The phenomenon has found its way to the arts, most notably with Stephen Sondheim’s 1991 musical Assassins, in which eight would-be presidential assassins (four successful, four not), sing about the heroics of their deeds.

One of those men was Samuel Byck, a failed salesman who in 1974 tried to highjack a 747 from Baltimore International Airport and crash it into the White House in a botched attempt to kill Richard Nixon. Mueller plunges into the mind of the would-be killer, depicting the typical psychosis of such a man and showing the abrupt descent from ordinary man to madman.

It is a classic tale of a down-and-out loser. Mueller could not have found a more suitable actor to portray the dark and disturbed character than Penn, perhaps the most moody and enigmatic actor of his time, who turns in another Oscar-worthy performance as a man who has lost hope in everything and desperately wants to make a difference.

In the span of a year, we witness the slow destruction of Sam Bicke (the spelling of his last name was curiously altered for the film), from the agonizing separation from his wife, to the growing estrangement from his brother, to his professional failures as a salesman. Everywhere he looks he sees injustice and deceit. All he longs for is a piece of the American Dream.

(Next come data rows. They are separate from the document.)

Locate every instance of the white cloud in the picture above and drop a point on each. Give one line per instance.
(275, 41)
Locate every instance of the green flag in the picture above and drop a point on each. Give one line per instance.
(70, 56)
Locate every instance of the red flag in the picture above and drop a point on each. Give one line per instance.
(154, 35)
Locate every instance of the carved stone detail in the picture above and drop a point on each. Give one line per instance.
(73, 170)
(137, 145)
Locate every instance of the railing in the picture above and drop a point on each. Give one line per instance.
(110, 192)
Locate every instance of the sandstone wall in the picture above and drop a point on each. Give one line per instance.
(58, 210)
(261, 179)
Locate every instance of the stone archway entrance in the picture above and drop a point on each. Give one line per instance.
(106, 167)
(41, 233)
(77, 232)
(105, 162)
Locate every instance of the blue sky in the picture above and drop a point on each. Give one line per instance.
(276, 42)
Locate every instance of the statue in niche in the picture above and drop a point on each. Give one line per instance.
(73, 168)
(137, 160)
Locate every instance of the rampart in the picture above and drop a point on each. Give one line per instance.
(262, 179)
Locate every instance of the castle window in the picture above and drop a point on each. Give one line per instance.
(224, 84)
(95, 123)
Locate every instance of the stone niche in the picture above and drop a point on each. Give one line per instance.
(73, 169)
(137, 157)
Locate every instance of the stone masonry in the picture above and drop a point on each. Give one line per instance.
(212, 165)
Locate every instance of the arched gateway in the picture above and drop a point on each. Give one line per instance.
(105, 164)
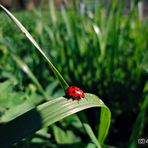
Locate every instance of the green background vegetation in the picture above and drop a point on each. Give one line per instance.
(104, 53)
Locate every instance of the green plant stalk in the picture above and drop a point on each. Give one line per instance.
(26, 69)
(47, 114)
(58, 75)
(31, 39)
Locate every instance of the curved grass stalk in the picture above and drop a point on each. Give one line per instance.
(31, 39)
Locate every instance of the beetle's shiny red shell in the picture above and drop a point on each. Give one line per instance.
(74, 92)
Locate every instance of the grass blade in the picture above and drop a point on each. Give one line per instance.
(31, 39)
(46, 114)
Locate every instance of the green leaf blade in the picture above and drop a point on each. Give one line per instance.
(49, 113)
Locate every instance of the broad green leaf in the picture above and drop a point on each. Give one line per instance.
(49, 113)
(60, 135)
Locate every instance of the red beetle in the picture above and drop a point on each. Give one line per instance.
(74, 92)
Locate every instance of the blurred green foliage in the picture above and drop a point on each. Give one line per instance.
(104, 52)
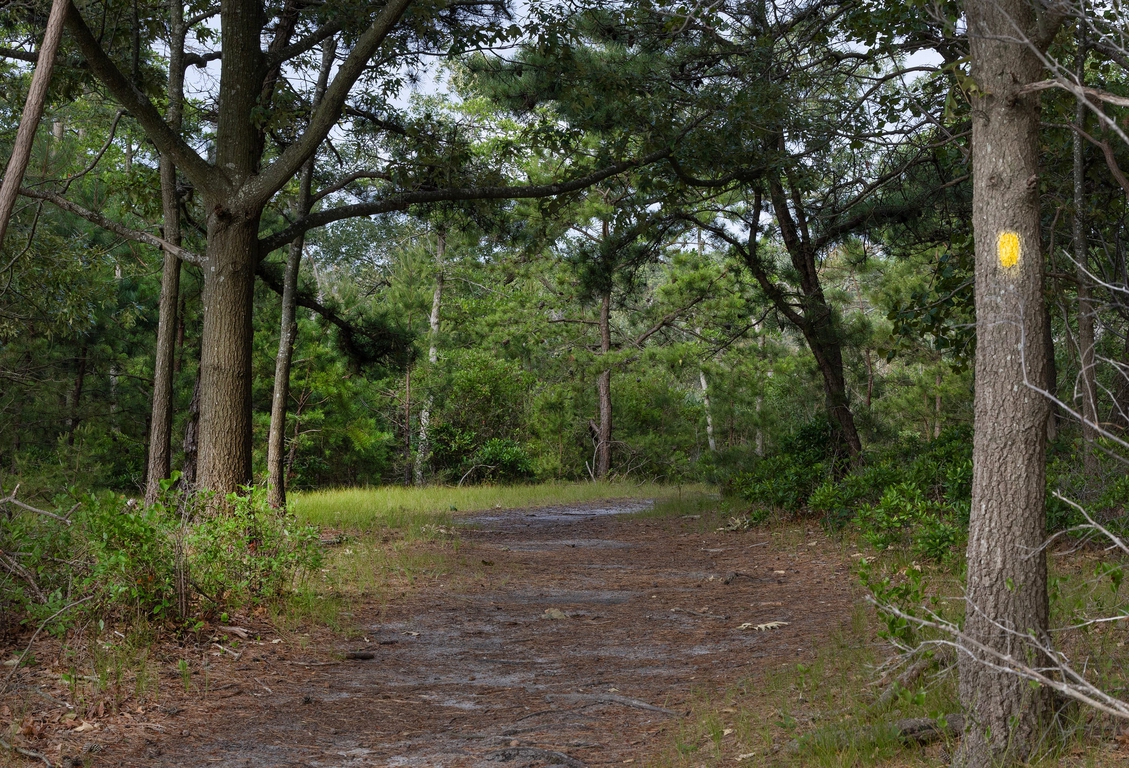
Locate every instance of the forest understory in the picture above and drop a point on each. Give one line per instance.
(597, 634)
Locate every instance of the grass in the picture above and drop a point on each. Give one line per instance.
(823, 713)
(399, 535)
(411, 508)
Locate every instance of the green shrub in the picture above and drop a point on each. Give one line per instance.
(504, 460)
(251, 552)
(788, 478)
(119, 558)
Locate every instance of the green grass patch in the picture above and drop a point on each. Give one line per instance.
(411, 509)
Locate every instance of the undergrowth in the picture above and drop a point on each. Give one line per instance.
(393, 506)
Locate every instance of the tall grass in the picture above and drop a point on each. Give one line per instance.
(408, 508)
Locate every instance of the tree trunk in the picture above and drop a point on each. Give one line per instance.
(408, 425)
(225, 358)
(233, 253)
(936, 424)
(76, 396)
(709, 415)
(168, 329)
(1006, 591)
(817, 321)
(423, 453)
(824, 343)
(32, 114)
(604, 392)
(192, 438)
(1085, 303)
(280, 398)
(276, 439)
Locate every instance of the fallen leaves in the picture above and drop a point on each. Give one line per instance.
(763, 627)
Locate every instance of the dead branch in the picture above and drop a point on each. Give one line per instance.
(11, 499)
(35, 635)
(609, 698)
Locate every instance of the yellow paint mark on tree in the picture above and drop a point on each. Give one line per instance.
(1007, 246)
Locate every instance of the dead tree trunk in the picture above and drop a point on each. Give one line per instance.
(33, 112)
(276, 438)
(160, 422)
(1085, 303)
(709, 415)
(604, 391)
(423, 452)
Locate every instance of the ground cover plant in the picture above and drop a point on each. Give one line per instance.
(287, 290)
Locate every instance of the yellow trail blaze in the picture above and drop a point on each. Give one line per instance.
(1007, 246)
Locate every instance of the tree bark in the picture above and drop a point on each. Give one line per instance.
(604, 391)
(423, 453)
(76, 396)
(33, 112)
(1085, 302)
(276, 439)
(233, 252)
(1006, 593)
(408, 425)
(709, 415)
(225, 358)
(280, 398)
(160, 422)
(817, 321)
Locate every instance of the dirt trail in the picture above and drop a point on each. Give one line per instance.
(478, 672)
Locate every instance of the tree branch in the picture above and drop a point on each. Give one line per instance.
(210, 181)
(260, 189)
(408, 199)
(110, 225)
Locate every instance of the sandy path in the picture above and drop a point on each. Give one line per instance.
(478, 673)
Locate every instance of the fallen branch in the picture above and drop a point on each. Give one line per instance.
(910, 675)
(15, 568)
(701, 613)
(51, 618)
(913, 730)
(26, 752)
(11, 499)
(609, 698)
(548, 756)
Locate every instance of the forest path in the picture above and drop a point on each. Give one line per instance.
(475, 671)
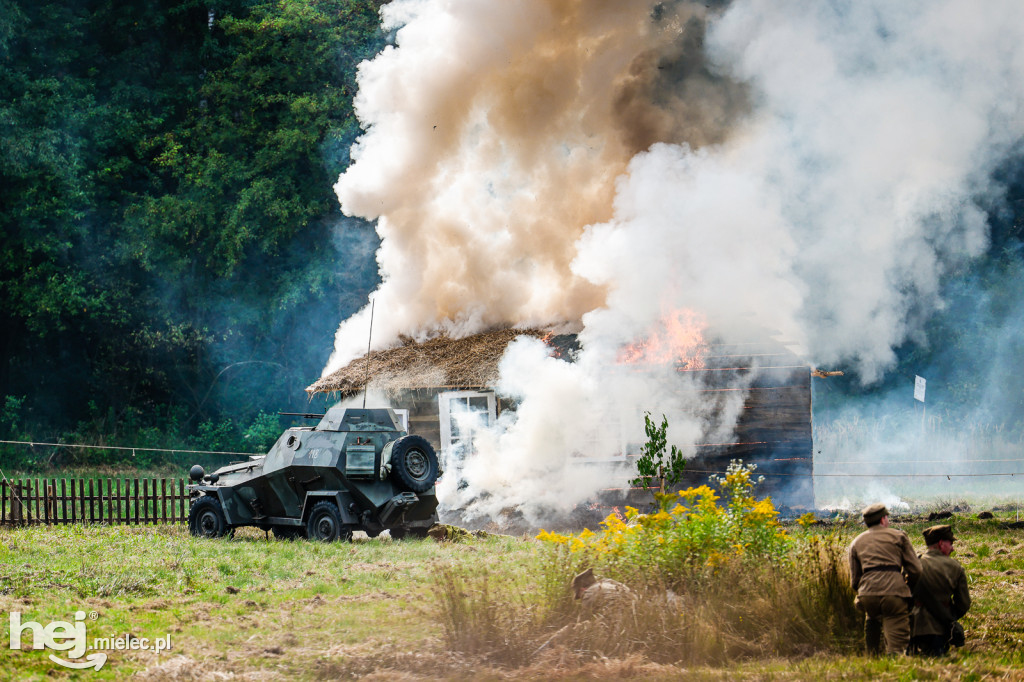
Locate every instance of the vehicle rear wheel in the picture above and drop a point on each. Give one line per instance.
(206, 518)
(289, 531)
(414, 463)
(325, 523)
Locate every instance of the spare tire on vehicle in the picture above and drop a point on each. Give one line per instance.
(414, 463)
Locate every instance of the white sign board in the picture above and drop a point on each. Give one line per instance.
(919, 388)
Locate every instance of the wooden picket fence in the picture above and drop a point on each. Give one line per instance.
(109, 501)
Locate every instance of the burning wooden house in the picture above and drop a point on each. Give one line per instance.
(434, 382)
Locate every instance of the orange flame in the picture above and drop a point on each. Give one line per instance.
(678, 339)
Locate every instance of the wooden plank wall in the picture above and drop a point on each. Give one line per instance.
(774, 428)
(112, 501)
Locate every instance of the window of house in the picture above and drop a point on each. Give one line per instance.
(462, 414)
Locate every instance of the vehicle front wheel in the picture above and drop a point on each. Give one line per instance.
(325, 523)
(206, 518)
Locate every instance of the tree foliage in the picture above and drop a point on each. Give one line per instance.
(170, 239)
(658, 464)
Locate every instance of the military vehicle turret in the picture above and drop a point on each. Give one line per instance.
(355, 470)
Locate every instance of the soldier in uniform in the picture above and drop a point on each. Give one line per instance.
(941, 594)
(882, 563)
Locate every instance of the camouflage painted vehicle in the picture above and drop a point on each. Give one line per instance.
(355, 470)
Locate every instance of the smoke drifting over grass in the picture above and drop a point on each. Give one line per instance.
(811, 168)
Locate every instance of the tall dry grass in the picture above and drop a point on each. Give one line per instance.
(737, 609)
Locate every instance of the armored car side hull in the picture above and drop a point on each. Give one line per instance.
(355, 470)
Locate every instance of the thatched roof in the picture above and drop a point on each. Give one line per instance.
(438, 363)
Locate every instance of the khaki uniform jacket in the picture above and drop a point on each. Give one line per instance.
(943, 577)
(877, 557)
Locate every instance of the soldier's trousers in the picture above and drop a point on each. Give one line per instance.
(893, 614)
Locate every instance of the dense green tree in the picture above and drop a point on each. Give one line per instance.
(171, 244)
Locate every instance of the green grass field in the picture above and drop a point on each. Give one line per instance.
(256, 608)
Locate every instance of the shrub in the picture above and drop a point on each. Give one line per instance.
(713, 579)
(689, 536)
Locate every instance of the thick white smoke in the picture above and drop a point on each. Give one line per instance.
(537, 162)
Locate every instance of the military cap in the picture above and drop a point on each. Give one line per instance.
(873, 513)
(937, 533)
(583, 581)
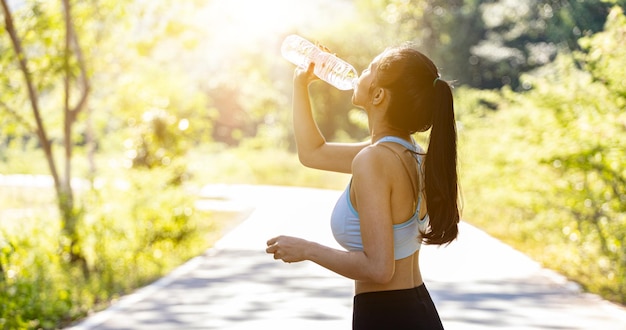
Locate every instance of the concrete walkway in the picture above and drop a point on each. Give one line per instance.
(476, 282)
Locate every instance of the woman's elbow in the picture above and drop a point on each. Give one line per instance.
(382, 274)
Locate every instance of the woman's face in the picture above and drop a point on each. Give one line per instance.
(363, 90)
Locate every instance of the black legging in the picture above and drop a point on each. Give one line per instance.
(395, 310)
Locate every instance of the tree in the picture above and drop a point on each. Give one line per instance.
(75, 80)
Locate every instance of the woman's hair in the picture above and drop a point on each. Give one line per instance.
(420, 100)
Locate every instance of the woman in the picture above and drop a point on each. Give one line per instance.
(398, 196)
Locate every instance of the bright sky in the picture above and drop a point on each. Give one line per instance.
(237, 23)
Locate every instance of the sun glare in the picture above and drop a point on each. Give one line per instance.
(236, 22)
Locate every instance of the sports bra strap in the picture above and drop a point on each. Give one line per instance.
(415, 191)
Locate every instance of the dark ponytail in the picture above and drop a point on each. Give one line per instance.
(421, 101)
(440, 169)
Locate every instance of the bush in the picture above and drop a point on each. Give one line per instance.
(545, 172)
(130, 237)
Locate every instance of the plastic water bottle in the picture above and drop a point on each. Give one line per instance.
(328, 67)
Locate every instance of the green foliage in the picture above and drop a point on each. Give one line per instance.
(559, 193)
(127, 242)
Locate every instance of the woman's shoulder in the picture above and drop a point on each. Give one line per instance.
(373, 158)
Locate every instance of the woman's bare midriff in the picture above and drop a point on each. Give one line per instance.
(406, 276)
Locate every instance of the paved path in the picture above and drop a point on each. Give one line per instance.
(477, 282)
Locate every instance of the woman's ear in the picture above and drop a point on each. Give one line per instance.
(379, 96)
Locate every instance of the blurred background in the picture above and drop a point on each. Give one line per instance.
(114, 115)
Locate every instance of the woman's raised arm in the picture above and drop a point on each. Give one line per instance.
(313, 150)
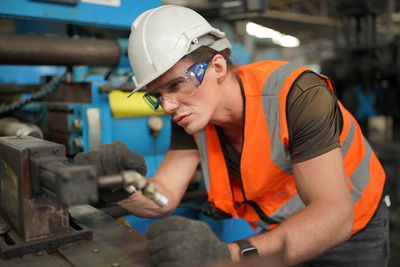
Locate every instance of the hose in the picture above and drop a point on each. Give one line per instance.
(46, 90)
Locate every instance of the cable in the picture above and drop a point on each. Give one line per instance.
(47, 89)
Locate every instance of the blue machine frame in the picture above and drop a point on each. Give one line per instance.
(83, 13)
(134, 131)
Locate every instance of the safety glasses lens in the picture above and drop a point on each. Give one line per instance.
(152, 102)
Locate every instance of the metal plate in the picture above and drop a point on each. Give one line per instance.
(113, 244)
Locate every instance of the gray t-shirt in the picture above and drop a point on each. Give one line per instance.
(314, 124)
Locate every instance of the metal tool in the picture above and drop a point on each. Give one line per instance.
(127, 178)
(38, 183)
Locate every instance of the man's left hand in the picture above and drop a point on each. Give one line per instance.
(178, 241)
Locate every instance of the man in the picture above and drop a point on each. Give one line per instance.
(276, 148)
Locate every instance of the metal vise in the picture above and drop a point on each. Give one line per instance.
(37, 184)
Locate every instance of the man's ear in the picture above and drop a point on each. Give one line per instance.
(220, 67)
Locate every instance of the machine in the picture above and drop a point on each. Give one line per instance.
(37, 187)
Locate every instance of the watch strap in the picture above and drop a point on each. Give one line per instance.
(246, 248)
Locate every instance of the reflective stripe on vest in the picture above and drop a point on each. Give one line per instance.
(358, 155)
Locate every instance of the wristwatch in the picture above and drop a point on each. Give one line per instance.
(246, 249)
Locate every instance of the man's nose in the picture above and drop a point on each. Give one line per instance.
(170, 106)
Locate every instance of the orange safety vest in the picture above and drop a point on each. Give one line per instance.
(266, 194)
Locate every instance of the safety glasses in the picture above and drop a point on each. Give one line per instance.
(185, 84)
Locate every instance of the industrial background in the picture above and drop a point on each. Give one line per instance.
(64, 78)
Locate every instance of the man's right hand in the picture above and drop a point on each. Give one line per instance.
(109, 159)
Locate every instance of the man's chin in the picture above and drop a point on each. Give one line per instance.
(191, 129)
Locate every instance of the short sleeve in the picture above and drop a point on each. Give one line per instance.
(314, 119)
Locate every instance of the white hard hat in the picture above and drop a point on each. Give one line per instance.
(160, 37)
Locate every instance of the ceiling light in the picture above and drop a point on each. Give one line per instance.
(278, 38)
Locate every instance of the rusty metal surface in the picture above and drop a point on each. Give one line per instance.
(32, 217)
(72, 92)
(44, 50)
(112, 243)
(12, 246)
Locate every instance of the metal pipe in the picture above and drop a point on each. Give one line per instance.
(45, 50)
(11, 127)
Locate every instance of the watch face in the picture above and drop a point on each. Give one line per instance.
(248, 252)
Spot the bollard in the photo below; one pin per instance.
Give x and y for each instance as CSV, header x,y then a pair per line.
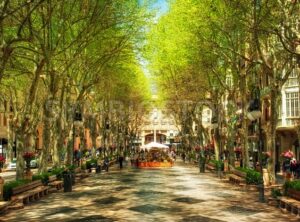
x,y
1,188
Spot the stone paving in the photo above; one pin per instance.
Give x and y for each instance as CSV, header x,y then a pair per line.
x,y
170,194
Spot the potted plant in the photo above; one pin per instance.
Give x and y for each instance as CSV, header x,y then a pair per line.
x,y
238,153
2,161
287,156
265,157
28,156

But as Bicke’s world disintegrates, the dream turns into delusions of grandeur, and his resolve begins to focus on his chosen scapegoat, the man he deems responsible for the injustices in his life: Nixon. “The greatest salesman in history,” Bicke’s slimy salesman boss calls him.

As failures turn to paranoia, Bicke develops an obsession with Leonard Bernstein, recording messages to the conductor in which he laments on the failure of “the system.”

When all else fails, and his country has let him down, he feels all he has left is to kill the president.

Penn joins forces once again with Naomi Watts, who plays his bitter and rejecting wife (the two starred together in 21 Grams), and features strong supporting performances by Don Cheadle (who plays his best friend, Bonny), Jack Thompson, Michael Wincott and Mykelti Williamson.

While the film lacks a certain element of surprise — the ending is known, for example, insofar as Nixon was not assassinated — The Assassination of Richard Nixon compensates with an insightful exploration of a troubled man’s mind.

Like most potential assassins, Bicke, too, wants to be recognized and appreciated. The film will likely do nothing to diminish his place as a footnote in history. It does, however, reveal the dangerous process a man can go through, and it makes one wonder how many men like this are out there today.